All three companies emphasized the importance of owning core components while leveraging external advancements strategically. LinkedIn developed an AI gateway and a model-independent memory subsystem for flexibility. Walmart created an internal gateway for vendor neutrality across different workflow types. The experts advised investing in evaluation frameworks early, owning agent harnesses from the outset with monitoring capabilities, and building for model and context independence to ensure long-term adaptability.

AI Analysis

AI agent deployment is currently constrained by the inertia of existing enterprise IT architectures, which were not designed for the rapid, autonomous operations characteristic of AI. This highlights a systemic mismatch: organizations are attempting to integrate high-speed AI capabilities into slow-moving, human-centric infrastructure.

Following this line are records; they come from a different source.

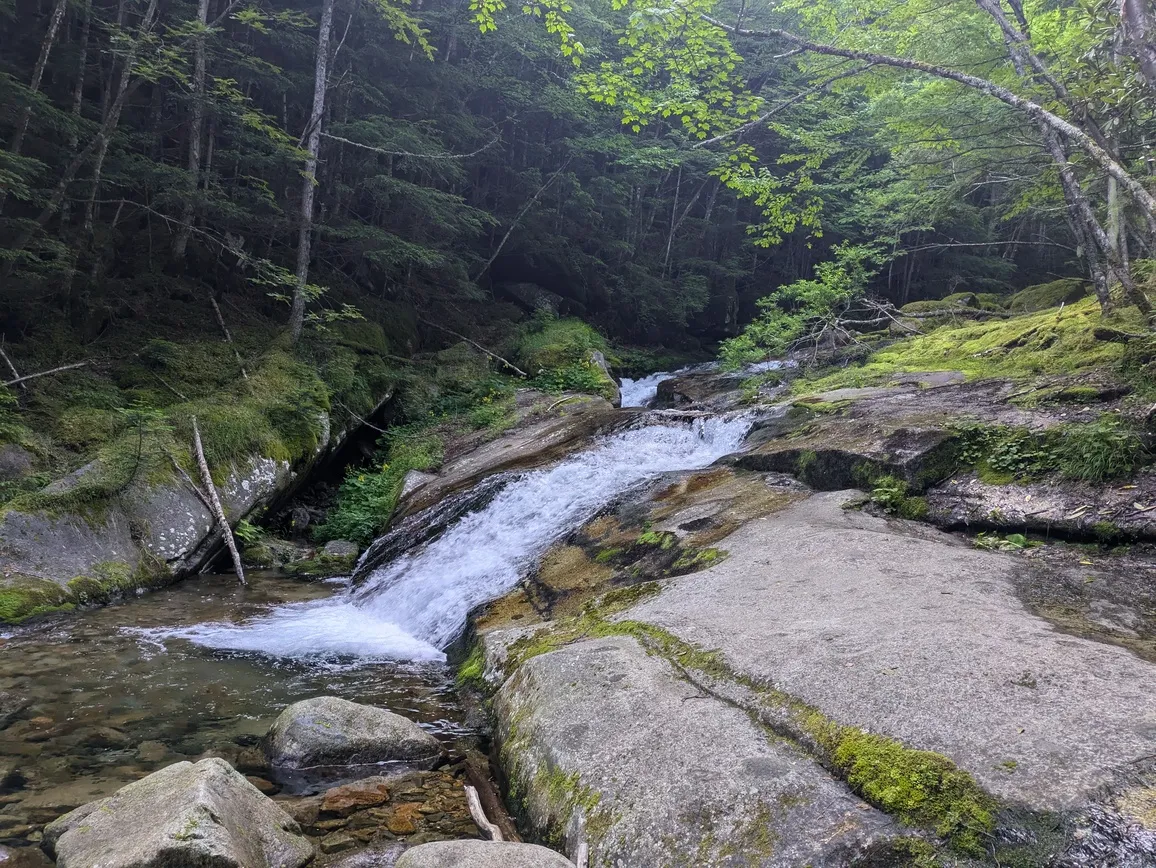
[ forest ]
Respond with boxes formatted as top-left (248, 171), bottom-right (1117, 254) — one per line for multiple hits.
top-left (0, 0), bottom-right (1156, 353)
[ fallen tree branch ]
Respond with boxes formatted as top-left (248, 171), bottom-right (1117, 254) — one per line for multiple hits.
top-left (193, 416), bottom-right (246, 585)
top-left (209, 292), bottom-right (249, 380)
top-left (466, 784), bottom-right (502, 841)
top-left (466, 750), bottom-right (521, 843)
top-left (0, 337), bottom-right (28, 392)
top-left (169, 454), bottom-right (213, 514)
top-left (417, 317), bottom-right (529, 379)
top-left (470, 157), bottom-right (570, 279)
top-left (0, 362), bottom-right (89, 386)
top-left (691, 62), bottom-right (874, 149)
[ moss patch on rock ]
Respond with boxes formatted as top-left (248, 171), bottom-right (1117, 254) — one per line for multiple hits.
top-left (0, 559), bottom-right (171, 624)
top-left (793, 298), bottom-right (1144, 394)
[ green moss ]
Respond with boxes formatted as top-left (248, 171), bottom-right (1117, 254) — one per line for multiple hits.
top-left (794, 398), bottom-right (851, 416)
top-left (820, 722), bottom-right (996, 856)
top-left (0, 558), bottom-right (171, 624)
top-left (0, 577), bottom-right (75, 624)
top-left (516, 316), bottom-right (617, 398)
top-left (636, 531), bottom-right (679, 551)
top-left (1007, 277), bottom-right (1089, 313)
top-left (282, 552), bottom-right (357, 579)
top-left (870, 476), bottom-right (929, 521)
top-left (509, 595), bottom-right (999, 866)
top-left (454, 643), bottom-right (488, 692)
top-left (1091, 521), bottom-right (1124, 543)
top-left (314, 425), bottom-right (444, 544)
top-left (795, 450), bottom-right (818, 478)
top-left (673, 548), bottom-right (726, 572)
top-left (793, 299), bottom-right (1144, 394)
top-left (594, 548), bottom-right (624, 564)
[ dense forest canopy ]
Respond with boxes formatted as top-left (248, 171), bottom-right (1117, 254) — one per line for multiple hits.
top-left (0, 0), bottom-right (1156, 374)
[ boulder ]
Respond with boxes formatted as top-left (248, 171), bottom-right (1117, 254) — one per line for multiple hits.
top-left (321, 777), bottom-right (390, 817)
top-left (490, 633), bottom-right (902, 868)
top-left (329, 841), bottom-right (406, 868)
top-left (265, 696), bottom-right (442, 769)
top-left (43, 758), bottom-right (313, 868)
top-left (927, 470), bottom-right (1156, 542)
top-left (397, 840), bottom-right (573, 868)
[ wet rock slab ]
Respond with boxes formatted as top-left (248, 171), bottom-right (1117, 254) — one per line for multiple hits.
top-left (487, 632), bottom-right (899, 868)
top-left (629, 492), bottom-right (1156, 810)
top-left (397, 841), bottom-right (573, 868)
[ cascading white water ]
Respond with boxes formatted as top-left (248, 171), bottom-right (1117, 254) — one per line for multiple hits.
top-left (618, 369), bottom-right (684, 407)
top-left (149, 415), bottom-right (749, 660)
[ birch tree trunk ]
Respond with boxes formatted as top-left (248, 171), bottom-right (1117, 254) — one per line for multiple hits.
top-left (289, 0), bottom-right (334, 343)
top-left (0, 0), bottom-right (67, 212)
top-left (172, 0), bottom-right (216, 261)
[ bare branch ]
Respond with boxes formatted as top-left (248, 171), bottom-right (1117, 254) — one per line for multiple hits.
top-left (0, 362), bottom-right (89, 386)
top-left (321, 133), bottom-right (502, 159)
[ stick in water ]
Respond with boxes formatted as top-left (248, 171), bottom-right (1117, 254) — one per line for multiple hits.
top-left (466, 784), bottom-right (502, 841)
top-left (2, 362), bottom-right (88, 386)
top-left (193, 416), bottom-right (245, 585)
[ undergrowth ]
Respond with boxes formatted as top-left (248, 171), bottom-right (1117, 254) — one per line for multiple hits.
top-left (956, 414), bottom-right (1150, 484)
top-left (517, 314), bottom-right (616, 398)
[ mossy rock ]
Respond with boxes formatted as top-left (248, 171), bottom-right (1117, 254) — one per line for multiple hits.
top-left (1007, 277), bottom-right (1090, 313)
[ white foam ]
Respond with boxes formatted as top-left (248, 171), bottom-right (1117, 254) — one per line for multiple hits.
top-left (149, 416), bottom-right (749, 660)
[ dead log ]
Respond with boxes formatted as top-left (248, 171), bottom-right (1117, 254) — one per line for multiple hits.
top-left (0, 362), bottom-right (88, 386)
top-left (418, 318), bottom-right (529, 379)
top-left (466, 784), bottom-right (502, 841)
top-left (466, 750), bottom-right (521, 841)
top-left (193, 416), bottom-right (246, 585)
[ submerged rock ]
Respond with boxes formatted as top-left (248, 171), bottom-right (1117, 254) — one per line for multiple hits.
top-left (265, 696), bottom-right (442, 769)
top-left (44, 758), bottom-right (313, 868)
top-left (397, 841), bottom-right (573, 868)
top-left (321, 777), bottom-right (390, 817)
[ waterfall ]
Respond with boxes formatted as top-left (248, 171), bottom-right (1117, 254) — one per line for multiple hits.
top-left (151, 415), bottom-right (750, 661)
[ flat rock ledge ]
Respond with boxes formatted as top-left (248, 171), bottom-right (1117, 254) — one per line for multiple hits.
top-left (43, 758), bottom-right (313, 868)
top-left (487, 631), bottom-right (904, 868)
top-left (397, 841), bottom-right (573, 868)
top-left (265, 696), bottom-right (442, 769)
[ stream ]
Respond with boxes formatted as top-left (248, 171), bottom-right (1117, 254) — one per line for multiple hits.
top-left (0, 406), bottom-right (749, 844)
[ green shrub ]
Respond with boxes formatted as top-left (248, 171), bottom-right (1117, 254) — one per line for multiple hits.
top-left (870, 476), bottom-right (927, 520)
top-left (517, 314), bottom-right (615, 398)
top-left (313, 425), bottom-right (444, 544)
top-left (1055, 415), bottom-right (1148, 482)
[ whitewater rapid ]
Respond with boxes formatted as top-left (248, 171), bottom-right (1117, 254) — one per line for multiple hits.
top-left (142, 415), bottom-right (749, 662)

The reported solutions, such as pre-provisioning resources, implementing robust governance, and developing independent data and memory subsystems, represent efforts to retrofit these legacy systems. However, the underlying tension between the speed of AI innovation and the pace of infrastructure modernization suggests a need for more fundamental architectural shifts. Over the next decade, organizations will likely face increasing pressure to decouple AI operations from traditional IT, potentially leading to the rise of specialized AI infrastructure or a complete reimagining of enterprise computing paradigms to accommodate AI's distinct operational requirements.

AI-generated to prompt reflection — not editorial opinion, not advice, not a statement of fact. How this works.

Compiled by NewsGPT from VentureBeat. Read the original for full details.